La protesta è continuata fino a tarda sera e la popolazione non ha intenzione, nonostante le discussioni dei disegni di legge procedano alla Knesset, di accettare che Israele sia rappresentato da un governo dittatoriale, che non ha cuore coesione e cooperazione tra popoli ma incita, invece, all’esclusione e alla differenza di genere rispecchiando una filosofia razzista e omofoba.
Proprio ieri Smotrich, ministro delle Finanze israeliano, ha paragonato i manifestanti a terroristi che vogliono riportare l’anarchia e ha anche detto in merito alla tragedia di Huwara che il luogo dovrebbe essere spazzato via.
Una giornata che ha mostrato chiaramente il malcontento popolare e non soltanto da parte dell’opposizione governativa di Lapid ma ogni categoria ha delegato rappresentanti per contrastare le riforme che sta attuando Netanyahu assieme alla coalizione.
L’ex premier Yair Lapid si è opposto con molta fermezza alle azioni intraprese dal governo Netanyahu riguardanti sia la crisi interna derivata dai disegni di legge proposti e soprattutto dalla riforma giudiziaria , ma anche rispetto alla scelta di alimentare un focolaio di tensione già presente da molto tempo ovvero quello tra Israele e Palestina.
Ieri il politico ha deciso di abbandonare la Knesset per scendere in piazza e manifestare accanto al popolo. A precisato che se il popolo e contro il governo Netanyahu loro sono dalla parte del popolo e appoggiano così il malcontento popolare.
L’ex primo ministro ha risposto ai commenti di Netanyahu che lo additavano come improntato alla ricerca di anarchia per trarne vantaggio e ha scritto su Twitter: “Netanyahu l’unica anarchia che viene generata e dal governo su cui hai perso il controllo. Bibi, chiunque permetta al ministro della sicurezza nazionale di giocare con gli esplosivi sa che finirà con un’esplosione”.

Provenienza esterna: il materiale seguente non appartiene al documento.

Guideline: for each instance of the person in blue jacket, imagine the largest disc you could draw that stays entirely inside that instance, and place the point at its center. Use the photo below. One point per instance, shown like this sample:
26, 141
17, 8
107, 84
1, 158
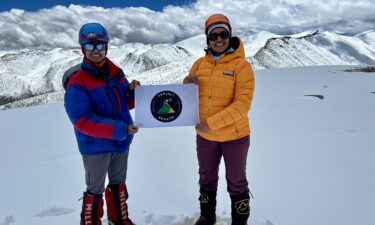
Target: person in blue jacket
97, 100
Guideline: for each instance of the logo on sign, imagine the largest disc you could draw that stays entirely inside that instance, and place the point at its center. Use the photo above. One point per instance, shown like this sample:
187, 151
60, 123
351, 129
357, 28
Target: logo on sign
166, 106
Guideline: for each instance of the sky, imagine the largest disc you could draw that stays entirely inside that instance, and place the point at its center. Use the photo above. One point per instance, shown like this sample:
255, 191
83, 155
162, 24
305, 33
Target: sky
311, 161
57, 25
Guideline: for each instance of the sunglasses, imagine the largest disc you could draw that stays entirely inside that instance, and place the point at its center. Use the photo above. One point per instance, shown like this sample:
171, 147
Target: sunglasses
224, 35
91, 47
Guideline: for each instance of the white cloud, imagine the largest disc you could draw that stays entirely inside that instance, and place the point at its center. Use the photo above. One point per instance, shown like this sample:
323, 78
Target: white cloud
58, 26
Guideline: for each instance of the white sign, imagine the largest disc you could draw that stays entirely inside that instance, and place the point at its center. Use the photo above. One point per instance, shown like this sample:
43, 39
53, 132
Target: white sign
166, 105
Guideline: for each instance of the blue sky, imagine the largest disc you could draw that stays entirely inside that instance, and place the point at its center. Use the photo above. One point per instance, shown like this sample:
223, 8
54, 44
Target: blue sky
58, 26
28, 5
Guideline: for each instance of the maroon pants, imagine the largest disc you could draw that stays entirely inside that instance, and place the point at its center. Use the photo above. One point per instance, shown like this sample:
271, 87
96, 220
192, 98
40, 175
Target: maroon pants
234, 154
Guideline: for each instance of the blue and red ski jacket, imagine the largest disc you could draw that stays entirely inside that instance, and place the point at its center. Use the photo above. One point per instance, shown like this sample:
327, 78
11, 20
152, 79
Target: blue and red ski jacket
97, 101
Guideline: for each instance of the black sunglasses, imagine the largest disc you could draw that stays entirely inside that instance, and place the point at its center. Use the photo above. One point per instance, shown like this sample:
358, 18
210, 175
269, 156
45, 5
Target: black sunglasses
91, 47
224, 35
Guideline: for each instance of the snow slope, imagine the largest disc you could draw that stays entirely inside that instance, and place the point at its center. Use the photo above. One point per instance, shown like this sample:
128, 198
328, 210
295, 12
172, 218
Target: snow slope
310, 160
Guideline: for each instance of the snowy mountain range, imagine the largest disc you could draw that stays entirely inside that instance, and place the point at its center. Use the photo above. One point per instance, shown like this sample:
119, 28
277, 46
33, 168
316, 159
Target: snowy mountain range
33, 76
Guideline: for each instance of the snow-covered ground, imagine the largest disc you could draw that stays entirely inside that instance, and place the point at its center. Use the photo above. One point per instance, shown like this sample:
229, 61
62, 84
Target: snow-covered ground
311, 160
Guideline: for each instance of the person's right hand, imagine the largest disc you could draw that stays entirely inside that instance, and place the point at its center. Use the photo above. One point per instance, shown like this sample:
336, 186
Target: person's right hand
132, 129
191, 79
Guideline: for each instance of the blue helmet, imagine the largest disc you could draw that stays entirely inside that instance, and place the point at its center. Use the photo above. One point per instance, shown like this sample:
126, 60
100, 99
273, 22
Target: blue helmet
92, 32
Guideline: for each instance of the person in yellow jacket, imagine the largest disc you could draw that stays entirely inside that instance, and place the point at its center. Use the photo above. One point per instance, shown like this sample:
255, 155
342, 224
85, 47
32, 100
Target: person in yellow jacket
226, 85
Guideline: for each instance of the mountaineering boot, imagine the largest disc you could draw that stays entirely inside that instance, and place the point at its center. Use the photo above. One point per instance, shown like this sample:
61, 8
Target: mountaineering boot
117, 209
240, 208
92, 209
207, 200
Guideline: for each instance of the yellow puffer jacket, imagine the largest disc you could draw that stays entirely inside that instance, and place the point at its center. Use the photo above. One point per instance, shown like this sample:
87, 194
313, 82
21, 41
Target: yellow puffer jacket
226, 90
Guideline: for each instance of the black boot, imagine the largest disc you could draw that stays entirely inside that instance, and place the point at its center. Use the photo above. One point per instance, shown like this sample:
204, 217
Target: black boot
92, 209
207, 201
240, 208
117, 208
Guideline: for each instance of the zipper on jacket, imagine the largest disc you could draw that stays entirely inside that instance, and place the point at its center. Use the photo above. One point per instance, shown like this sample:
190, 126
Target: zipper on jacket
210, 89
117, 97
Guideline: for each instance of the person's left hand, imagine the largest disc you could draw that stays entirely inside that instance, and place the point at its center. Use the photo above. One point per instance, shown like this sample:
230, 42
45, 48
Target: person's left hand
134, 84
202, 126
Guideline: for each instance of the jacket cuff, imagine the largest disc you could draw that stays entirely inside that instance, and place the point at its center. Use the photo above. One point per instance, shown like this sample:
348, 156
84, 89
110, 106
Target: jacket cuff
121, 131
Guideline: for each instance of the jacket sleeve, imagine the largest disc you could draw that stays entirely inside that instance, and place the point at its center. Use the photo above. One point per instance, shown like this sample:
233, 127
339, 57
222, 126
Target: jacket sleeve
79, 109
240, 106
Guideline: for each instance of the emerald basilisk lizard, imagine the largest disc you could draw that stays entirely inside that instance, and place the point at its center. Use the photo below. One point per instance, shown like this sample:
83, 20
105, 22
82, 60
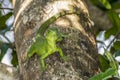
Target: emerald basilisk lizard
45, 44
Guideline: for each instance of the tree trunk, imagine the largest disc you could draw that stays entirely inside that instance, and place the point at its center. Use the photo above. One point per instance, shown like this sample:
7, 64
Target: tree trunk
80, 45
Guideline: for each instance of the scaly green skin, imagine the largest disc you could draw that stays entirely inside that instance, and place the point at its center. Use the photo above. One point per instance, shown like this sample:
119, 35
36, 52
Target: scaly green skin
44, 46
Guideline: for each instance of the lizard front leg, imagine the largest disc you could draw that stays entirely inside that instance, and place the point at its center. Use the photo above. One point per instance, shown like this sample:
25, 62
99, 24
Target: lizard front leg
62, 55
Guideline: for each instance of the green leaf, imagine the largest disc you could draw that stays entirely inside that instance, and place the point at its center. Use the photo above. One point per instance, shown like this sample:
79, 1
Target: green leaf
116, 5
106, 4
4, 49
117, 45
14, 59
104, 75
103, 62
3, 20
117, 53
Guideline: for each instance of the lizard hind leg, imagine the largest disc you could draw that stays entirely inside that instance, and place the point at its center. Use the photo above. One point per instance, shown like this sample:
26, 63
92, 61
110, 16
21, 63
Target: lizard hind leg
43, 65
66, 58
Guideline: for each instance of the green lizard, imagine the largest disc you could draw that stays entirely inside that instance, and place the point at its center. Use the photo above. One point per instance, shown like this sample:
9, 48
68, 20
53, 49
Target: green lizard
44, 46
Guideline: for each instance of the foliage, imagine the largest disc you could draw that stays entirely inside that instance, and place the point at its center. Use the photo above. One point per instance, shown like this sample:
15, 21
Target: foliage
109, 64
3, 29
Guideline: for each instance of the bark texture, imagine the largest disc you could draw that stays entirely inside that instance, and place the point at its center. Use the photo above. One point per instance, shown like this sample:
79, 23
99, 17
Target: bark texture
80, 45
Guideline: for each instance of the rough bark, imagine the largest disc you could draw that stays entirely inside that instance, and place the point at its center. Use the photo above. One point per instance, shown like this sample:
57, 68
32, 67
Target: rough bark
8, 72
80, 46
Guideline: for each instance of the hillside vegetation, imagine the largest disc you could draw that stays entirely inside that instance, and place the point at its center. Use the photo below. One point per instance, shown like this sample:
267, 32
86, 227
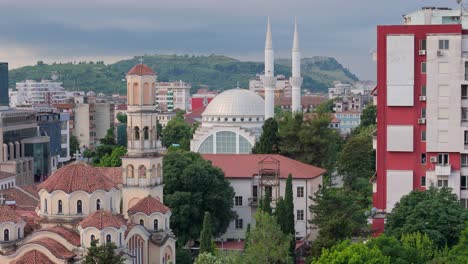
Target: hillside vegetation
215, 72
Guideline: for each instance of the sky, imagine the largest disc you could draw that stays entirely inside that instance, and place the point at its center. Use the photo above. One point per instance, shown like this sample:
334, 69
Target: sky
109, 30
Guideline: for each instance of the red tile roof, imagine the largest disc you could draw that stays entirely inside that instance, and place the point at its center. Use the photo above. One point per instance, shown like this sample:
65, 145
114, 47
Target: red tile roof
248, 165
77, 176
8, 214
57, 249
112, 173
148, 205
102, 219
68, 234
33, 257
141, 69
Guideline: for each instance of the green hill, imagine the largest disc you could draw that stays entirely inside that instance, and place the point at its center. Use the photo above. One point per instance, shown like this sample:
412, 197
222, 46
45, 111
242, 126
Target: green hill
216, 72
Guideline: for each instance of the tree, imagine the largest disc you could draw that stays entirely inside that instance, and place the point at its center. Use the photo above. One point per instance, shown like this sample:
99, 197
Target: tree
177, 131
74, 145
102, 254
352, 253
268, 244
268, 142
435, 212
285, 213
369, 115
122, 118
114, 159
206, 244
338, 215
193, 186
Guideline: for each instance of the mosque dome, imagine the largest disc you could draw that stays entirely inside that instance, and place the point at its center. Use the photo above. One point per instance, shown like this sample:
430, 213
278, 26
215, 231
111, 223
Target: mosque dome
236, 102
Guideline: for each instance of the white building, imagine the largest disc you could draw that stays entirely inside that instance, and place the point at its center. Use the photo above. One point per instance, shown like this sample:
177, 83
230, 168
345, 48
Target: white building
251, 174
173, 95
32, 93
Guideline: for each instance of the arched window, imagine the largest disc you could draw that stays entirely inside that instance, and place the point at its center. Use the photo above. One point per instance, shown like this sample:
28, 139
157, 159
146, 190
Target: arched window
145, 133
142, 171
130, 171
79, 207
6, 235
136, 133
156, 225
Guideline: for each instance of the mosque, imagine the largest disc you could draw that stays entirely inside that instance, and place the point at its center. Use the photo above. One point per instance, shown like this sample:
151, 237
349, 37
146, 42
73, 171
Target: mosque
80, 203
232, 122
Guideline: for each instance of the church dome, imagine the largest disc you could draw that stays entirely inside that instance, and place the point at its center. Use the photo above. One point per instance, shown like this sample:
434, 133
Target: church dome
75, 177
236, 102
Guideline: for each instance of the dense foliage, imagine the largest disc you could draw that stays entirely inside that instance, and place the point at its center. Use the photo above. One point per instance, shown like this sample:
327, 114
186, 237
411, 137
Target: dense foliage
435, 212
193, 186
215, 71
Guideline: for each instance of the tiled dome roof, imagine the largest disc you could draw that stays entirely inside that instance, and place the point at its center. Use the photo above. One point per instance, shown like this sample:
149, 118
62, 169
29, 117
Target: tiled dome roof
102, 219
77, 176
8, 214
141, 69
148, 205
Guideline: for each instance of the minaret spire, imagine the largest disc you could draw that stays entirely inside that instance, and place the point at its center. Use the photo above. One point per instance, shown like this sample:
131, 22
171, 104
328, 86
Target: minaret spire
269, 79
296, 79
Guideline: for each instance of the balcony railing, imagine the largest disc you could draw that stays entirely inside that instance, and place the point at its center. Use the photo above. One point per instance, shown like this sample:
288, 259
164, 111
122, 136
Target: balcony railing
443, 170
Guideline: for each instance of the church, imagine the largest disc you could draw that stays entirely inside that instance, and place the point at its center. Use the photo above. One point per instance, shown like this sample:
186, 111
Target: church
80, 203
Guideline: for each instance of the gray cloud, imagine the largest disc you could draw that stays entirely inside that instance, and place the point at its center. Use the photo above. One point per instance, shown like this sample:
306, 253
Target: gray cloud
111, 29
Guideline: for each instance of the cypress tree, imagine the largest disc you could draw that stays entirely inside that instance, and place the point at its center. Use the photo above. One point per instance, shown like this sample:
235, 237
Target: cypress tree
205, 235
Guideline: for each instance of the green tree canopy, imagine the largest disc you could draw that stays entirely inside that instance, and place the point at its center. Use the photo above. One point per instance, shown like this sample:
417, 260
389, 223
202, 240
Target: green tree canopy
102, 254
193, 186
177, 131
435, 212
268, 142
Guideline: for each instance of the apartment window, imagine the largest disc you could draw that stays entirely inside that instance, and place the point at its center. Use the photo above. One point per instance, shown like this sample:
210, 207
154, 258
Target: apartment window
442, 183
300, 215
423, 158
422, 44
443, 159
300, 191
238, 200
239, 223
464, 160
463, 182
443, 44
423, 67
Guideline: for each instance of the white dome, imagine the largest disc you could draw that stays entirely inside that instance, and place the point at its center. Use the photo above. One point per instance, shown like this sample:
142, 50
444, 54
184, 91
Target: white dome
236, 102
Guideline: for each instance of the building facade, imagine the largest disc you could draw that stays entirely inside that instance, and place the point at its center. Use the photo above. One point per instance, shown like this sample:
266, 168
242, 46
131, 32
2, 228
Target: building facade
422, 103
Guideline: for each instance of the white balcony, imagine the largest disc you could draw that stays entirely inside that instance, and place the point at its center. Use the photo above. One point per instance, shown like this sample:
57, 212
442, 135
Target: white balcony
443, 170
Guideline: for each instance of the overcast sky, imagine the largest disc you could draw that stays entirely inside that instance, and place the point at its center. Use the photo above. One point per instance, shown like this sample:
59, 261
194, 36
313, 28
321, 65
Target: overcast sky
64, 30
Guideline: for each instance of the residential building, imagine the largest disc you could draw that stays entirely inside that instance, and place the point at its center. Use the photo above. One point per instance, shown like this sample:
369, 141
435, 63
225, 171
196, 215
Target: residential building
422, 100
32, 93
173, 95
4, 84
251, 175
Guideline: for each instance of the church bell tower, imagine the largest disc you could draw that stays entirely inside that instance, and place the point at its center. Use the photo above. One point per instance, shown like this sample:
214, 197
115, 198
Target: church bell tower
142, 166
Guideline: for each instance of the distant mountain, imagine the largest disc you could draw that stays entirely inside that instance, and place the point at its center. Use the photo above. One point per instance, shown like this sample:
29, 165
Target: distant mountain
215, 72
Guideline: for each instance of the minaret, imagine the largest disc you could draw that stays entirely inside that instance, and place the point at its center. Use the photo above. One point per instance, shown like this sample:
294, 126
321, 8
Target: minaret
269, 79
296, 79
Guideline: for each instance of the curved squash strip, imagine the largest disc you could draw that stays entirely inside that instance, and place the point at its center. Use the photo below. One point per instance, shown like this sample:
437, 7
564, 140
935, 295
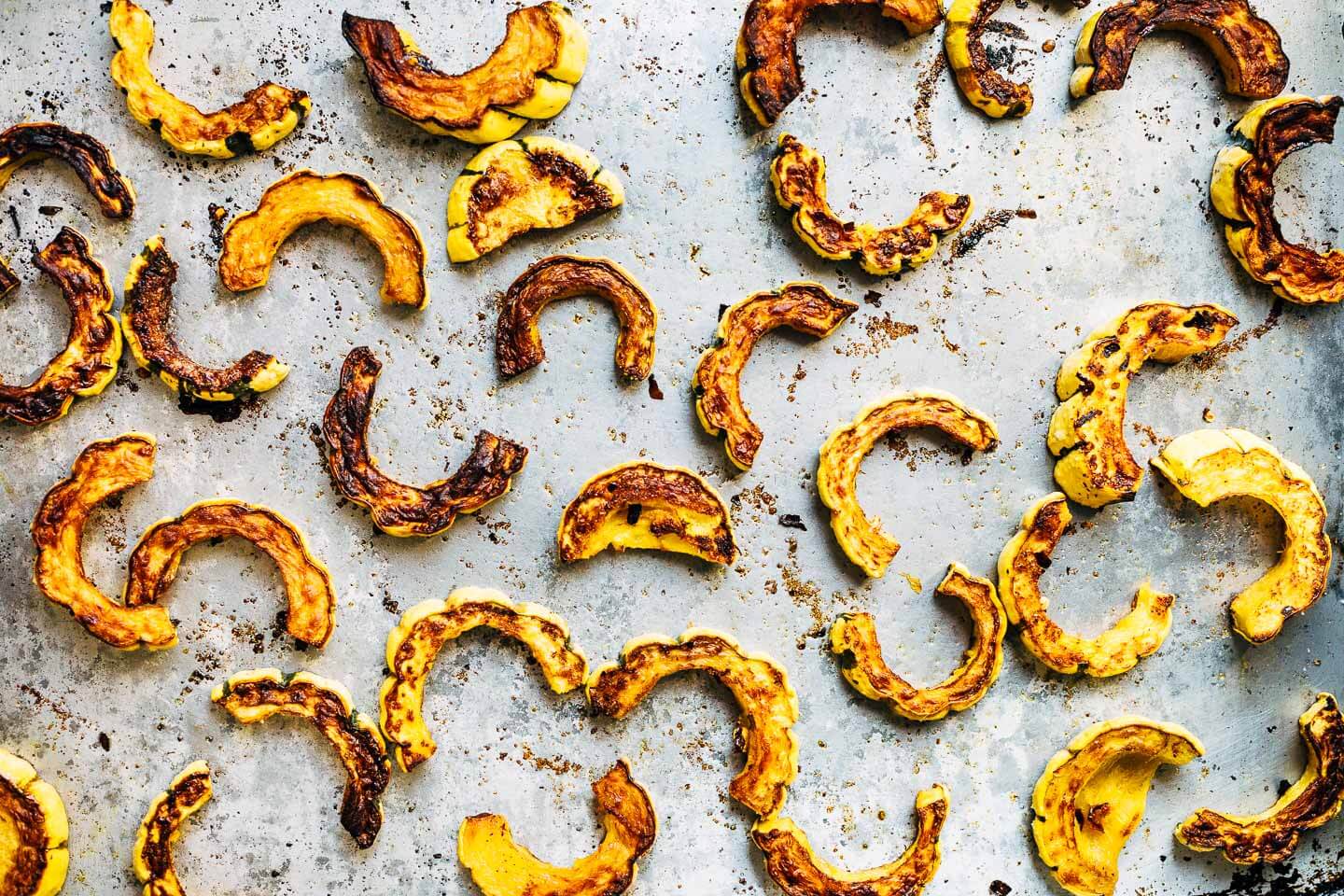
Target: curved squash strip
1211, 465
647, 505
93, 344
1137, 635
1246, 48
1092, 797
837, 469
261, 693
854, 639
1242, 189
518, 186
406, 510
252, 241
804, 308
1087, 428
799, 175
518, 342
503, 868
146, 312
427, 629
758, 684
531, 74
769, 73
800, 872
263, 116
34, 832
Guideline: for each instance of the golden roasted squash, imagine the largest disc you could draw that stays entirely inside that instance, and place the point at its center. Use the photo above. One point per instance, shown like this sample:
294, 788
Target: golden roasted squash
263, 116
503, 868
304, 196
525, 184
758, 684
805, 308
530, 76
259, 693
837, 469
1087, 428
1211, 465
427, 629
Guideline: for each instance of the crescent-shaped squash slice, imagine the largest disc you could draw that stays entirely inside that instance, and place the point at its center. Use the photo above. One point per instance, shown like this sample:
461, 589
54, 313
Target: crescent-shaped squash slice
301, 198
1092, 797
1246, 48
800, 872
263, 116
837, 469
518, 186
1137, 635
1242, 189
647, 505
769, 73
518, 342
1087, 428
805, 308
1313, 800
758, 684
427, 629
396, 508
34, 832
503, 868
530, 76
93, 344
854, 639
259, 693
1211, 465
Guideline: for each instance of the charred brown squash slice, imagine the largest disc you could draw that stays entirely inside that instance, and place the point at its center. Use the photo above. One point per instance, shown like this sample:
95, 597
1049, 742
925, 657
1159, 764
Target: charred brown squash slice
261, 693
805, 308
263, 116
406, 510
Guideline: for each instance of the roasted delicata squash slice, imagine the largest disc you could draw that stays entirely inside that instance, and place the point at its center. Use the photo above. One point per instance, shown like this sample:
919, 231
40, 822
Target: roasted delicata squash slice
530, 76
1211, 465
647, 505
837, 470
1087, 428
800, 872
252, 241
1246, 48
261, 693
263, 116
1242, 189
525, 184
427, 629
805, 308
503, 868
799, 175
518, 342
1092, 797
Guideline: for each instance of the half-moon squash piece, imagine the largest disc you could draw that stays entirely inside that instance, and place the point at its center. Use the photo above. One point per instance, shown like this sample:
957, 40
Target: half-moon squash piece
1211, 465
837, 469
805, 308
259, 693
1087, 428
427, 629
1092, 797
406, 510
263, 116
503, 868
758, 684
304, 196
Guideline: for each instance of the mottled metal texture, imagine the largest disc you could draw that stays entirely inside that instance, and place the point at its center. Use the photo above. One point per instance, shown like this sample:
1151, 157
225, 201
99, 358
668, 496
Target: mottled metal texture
1118, 187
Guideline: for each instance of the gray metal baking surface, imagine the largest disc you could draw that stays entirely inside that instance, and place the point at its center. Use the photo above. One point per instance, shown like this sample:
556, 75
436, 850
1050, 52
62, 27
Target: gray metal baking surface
1118, 191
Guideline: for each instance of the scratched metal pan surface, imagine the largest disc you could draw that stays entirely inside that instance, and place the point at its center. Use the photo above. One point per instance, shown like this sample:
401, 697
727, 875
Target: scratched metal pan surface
1118, 192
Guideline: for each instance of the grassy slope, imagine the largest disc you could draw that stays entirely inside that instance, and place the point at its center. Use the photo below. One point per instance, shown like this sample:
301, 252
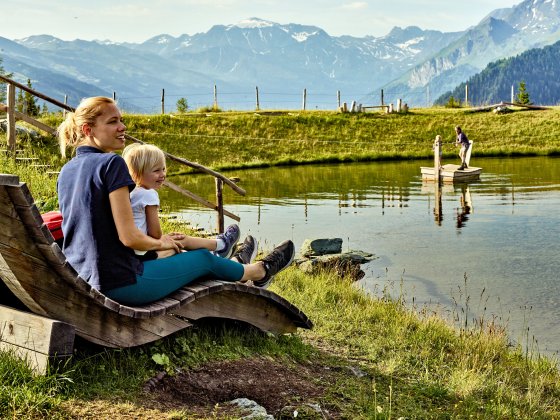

Ha poi precisato nuovamente che: “Se c’è una lotta tra il governo e il popolo d’israele, noi siamo dalla parte del popolo d’israele. Chiedo alla polizia di ignorare il pericoloso e irresponsabile tentativo politico di Ben Gvir di cercare di infiammare l’atmosfera e provocare più violenza e anarchia”.
Ha continuato sottolineando anche che: “I manifestanti sono patrioti israeliani che amano il paese e vogliono difenderlo. La protesta è stata una battaglia per l’immagine della democrazia israeliana. Continueremo a lottare fino alla vittoria”.
Ovviamente la reazione del partito Likud e dell’attuale governo Netanyahu non è stata leggera e in tutta risposta si sta accelerando il più possibile nel completare la procedura legislativa e burocratica necessaria ad attuare le proposte avanzate e anche a livello internazionale la situazione molto delicata in quanto dopo i colloqui avvenuti domenica scorsa in Giordania, che sembravano essere stati proficui aver apportato beneficio ai rapporti bilaterali tra Palestina e Israele la situazione è stata smentita dallo stesso governo israeliano che ha precisato che avrebbe continuato con la sua azione dei nuovi insediamenti in Giordania, che hanno alimentato ulteriormente la questione e che i terroristi sarebbero stati perseguiti comunque.
Stati Uniti e Nazioni Unite si sono già inserite all’interno dei negoziati che cercano di puntare ad un equilibrio nel quale riescono a convivere le due popolazioni ovvero israeliana e palestinese.